Você pode explicar seu fascínio pela criptografia?
“Existem diferentes razões. Há muito tempo lancei um álbum chamado ‘Music for Supermarkets’, do qual vendi apenas uma única cópia, como você faria com um quadro. Precisei fazer uma declaração no início da era do CD, de que não devemos esquecer a importância e o valor do processo criativo. Nossa relação com o valor dos direitos autorais para os artistas ainda é uma questão muito real. Você sabe como tem sido difícil nos últimos anos para o setor musical e cultural lidar com o mundo digital, financeiramente e em termos de economia. Acho que a cripto-arte é uma tentativa interessante de encontrar outras maneiras de abordar a economia de qualquer tipo de processo criativo, assim que esteja no mundo digital. Estou falando sobre a noção de [um] original.”
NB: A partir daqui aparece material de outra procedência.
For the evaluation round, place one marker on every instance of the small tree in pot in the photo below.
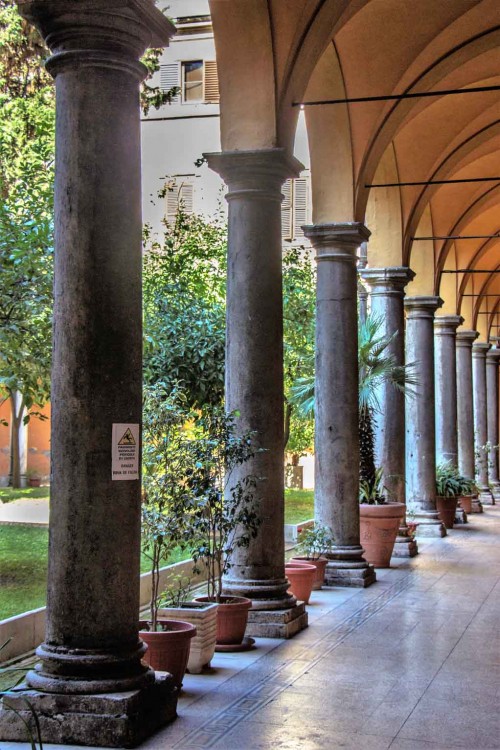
(225, 516)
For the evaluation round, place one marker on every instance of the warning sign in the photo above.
(125, 451)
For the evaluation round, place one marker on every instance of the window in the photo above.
(294, 208)
(179, 194)
(196, 79)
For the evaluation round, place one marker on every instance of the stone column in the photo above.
(420, 417)
(492, 360)
(465, 408)
(92, 686)
(479, 350)
(445, 331)
(387, 294)
(336, 399)
(254, 359)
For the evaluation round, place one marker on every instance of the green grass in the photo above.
(23, 567)
(299, 505)
(7, 494)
Você pode ser mais concreto?
“É bastante irônico: atualmente, estamos todos criticando as grandes empresas na web, que deveriam ser responsáveis por tudo. Acho que não é exatamente verdade. Esta pergunta deve ser feita a nós mesmos: estamos considerando que uma revista que você compra em uma banca no mundo real tem o mesmo valor que a versão em sua tela? O conteúdo é o mesmo, o talento dos jornalistas é o mesmo. Então, por que deveria ser 10 vezes menos ou grátis? É o mesmo para filmes, livros e música, é claro. [Tokens não fungíveis] NFTs são um conceito muito interessante para reavaliar o conteúdo criativo. A arte é o único setor da sociedade onde podemos pagar $10 no início do mês e ter acesso a basicamente qualquer coisa. Imagine ir ao supermercado local, pagar $10 no início do mês e comprar o que quiser. A entrega de blockchain é muito interessante nesse sentido, e é a razão pela qual estou muito interessado em explorar isso. Dito isso, há um problema com o lado ecológico, o fato de que as transações no mundo da cripto-arte consomem muita energia. Isso tem que ser resolvido, caso contrário, será um grande problema para este tipo de sistema. Uma porcentagem de todas as vendas da Cryptopia irá para uma ONG chamada Carbono 180 na tentativa de reequilibrar o que foi gasto em termos de energia.”
Você também está envolvido em uma exposição real chamada Amazônia, com lançamento no dia 7 de abril, para a qual você criou a trilha sonora. Você pode falar um pouco mais sobre isso?
“Será uma exposição itinerante pelos próximos cinco anos com um fantástico fotógrafo brasileiro chamado Sebastião Salgado. Ele é provavelmente um dos melhores fotógrafos do mundo. Esta exposição, Amazônia, é uma das mais importantes de sua vida. Ele passou anos [na Amazônia brasileira] capturando os diferentes aspectos da floresta – não apenas o que está acontecendo em termos de desmatamento, mas também a forma como as pessoas estão vivendo lá. É um projeto fantástico. Fiquei muito honrado quando me pediram para criar a trilha sonora da exposição. Decidi fazer uma versão binaural disso, não apenas estéreo, porque é muito interessante recriar o conceito de floresta. Andar pela floresta é muito barulhento: pássaros cantando, vento nas folhas, um avião voando acima. É bastante harmonioso. Tentei usar sons eletrônicos, orquestrais, étnicos e orgânicos da natureza para recriar esse ambiente envolvente. Não sou um grande fã de binaural, porque na maioria das vezes não é muito convincente. Mas, neste caso, estou muito feliz com o resultado, porque a composição, a música, foi concebida com muitos sons diferentes permitindo esse tipo de espacialização e experiência imersiva.”